Une propagation inexorable
Selon les modélisations climatiques, le champignon pourrait progresser vers l’ouest, atteindre les Grandes Plaines, et même coloniser l’Alaska. Il aime l’humidité, les températures douces, et les forêts en transition. Tout ce que le changement climatique est en train d’amplifier.
Les kits de culture, vendus par correspondance ou dans les magasins de jardinage, ont largement contribué à sa dissémination. Même si des promeneurs en remplissent des sacs entiers dans les bois, cela ne ralentit pas sa progression. Il en reste toujours, tapis dans un tronc, invisible jusqu’à la prochaine pluie.
Que faire quand le “monstre” a été libéré de nos mains ?
Ce champignon n’est pas une erreur de laboratoire. C’est un produit du commerce. Un accident d’agriculture urbaine. Une conséquence inattendue de notre volonté de produire local, bio, gourmand.

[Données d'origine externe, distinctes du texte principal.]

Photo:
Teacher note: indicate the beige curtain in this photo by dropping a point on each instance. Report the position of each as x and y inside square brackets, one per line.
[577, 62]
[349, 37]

Et c’est peut-être ce qui le rend si difficile à gérer.
Des chercheurs appellent aujourd’hui à interdire la vente des kits contenant cette espèce. À plus long terme, ils suggèrent de créer des lignes directrices pour éviter que d’autres champignons sélectionnés pour leur rendement ne prennent eux aussi le maquis.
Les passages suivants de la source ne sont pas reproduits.